Dorothy Day remembered what that was like for the rest of her life, and she soon dedicated herself to recreating that scene of shared concern in her ordinary life.  But then a second marker came when she and her family moved to Chicago, which was where she first encountered poverty.  In that period, Day got to know a lot of the poor people surrounding her, and her family often struggled to find enough to eat.  Of that period she writes: “I did not want just the few, the missionary minded, to be kind to the poor…I wanted everyone to be kind.  I wanted every home to be open to the lame, the halt, and the blind, the way it had been after the San Francisco earthquake.  Only then did people really live, really love their brothers.  In such love was the abundant life.”[4]

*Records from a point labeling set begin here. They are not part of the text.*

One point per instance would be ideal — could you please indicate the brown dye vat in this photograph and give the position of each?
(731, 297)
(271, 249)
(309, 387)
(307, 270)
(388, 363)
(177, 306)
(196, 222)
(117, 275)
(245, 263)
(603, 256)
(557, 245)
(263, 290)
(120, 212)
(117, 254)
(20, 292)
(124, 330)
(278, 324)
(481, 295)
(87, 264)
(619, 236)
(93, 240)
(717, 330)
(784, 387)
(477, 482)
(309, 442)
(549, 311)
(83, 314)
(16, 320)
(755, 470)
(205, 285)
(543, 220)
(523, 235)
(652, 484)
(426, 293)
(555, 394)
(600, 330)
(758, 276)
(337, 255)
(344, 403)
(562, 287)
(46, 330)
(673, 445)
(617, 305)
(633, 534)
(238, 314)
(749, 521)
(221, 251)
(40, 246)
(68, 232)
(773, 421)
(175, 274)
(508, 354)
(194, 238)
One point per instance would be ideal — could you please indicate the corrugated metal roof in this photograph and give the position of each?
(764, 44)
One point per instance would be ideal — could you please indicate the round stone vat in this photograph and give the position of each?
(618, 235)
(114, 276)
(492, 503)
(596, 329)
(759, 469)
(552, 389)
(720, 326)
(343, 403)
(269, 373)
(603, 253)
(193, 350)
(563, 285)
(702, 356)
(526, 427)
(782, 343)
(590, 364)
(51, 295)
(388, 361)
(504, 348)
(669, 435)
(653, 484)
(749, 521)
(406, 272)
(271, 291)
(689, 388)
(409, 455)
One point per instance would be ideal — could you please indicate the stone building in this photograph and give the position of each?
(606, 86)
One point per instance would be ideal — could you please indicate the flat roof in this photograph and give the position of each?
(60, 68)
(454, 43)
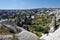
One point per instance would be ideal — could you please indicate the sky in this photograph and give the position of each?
(29, 4)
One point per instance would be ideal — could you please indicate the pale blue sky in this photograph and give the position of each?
(27, 4)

That experience was reinforced years later when she read an essay from William James about voluntary poverty.  It’s not a perspective that many of us are accustomed to considering, concerned as we usually are to alleviate poverty.  And yet James emphasized the way many early Christians, to say nothing of other spiritual traditions, thought that voluntary poverty was a worthy religious vocation.  He argued that it had the capacity to free human lives for other forms of love.  James called such individuals “unbribed souls,” a phrase that lodged in Dorothy Day’s imagination, the way it might yet lodge in ours.[5]  Eventually, it led Day to take her own vows of poverty, committing to living as simply as she could among the poor.  That’s the second marker in Day’s map, and here’s the question that it prompts: What might an unbribed soul look like?  What unmet desires might come into focus were we to be liberated from many of our material attachments?  Is that a spiritual vocation that’s even imaginable to you?  And if not, why not?  What does Dorothy Day know that we seem to have forgotten? 

The third and most important marker in her map of the soul came through a close friendship.  It wasn’t a sexual relationship, but a relationship of shared ideals and social passions, another form of life that is difficult to remember, let alone to reconstruct.  For years, Day couldn’t figure out how to translate her passionate ideals into anything concrete.  But then she met Peter Maurin, and together, as a team, they accomplished what neither of them could have done on their own.  Maurin was, in the words of Dorothy Day, “a genius, a saint, an agitator, a writer, a lecturer, a poor man, and a shabby tramp, all in one.”[6]  Together, they founded first a newspaper called The Catholic Worker, which soon grew into several “houses of hospitality” to lodge those who were destitute or displaced by the Great Depression.  Passionate friendship is the third marker in Day’s geography of the soul, a love that we don’t have a well developed language for because, again, it’s neither familial nor sexual.  That leads to my third reflective question: have you known such friendships?  Do you now, or have you ever, had such a friend?  That kind of friendship seems rare, but is that because that sort of relationality is truly unavailable?  Or are those sorts of attachments rare not because they’re unavailable, but because our loves are too socially constrained?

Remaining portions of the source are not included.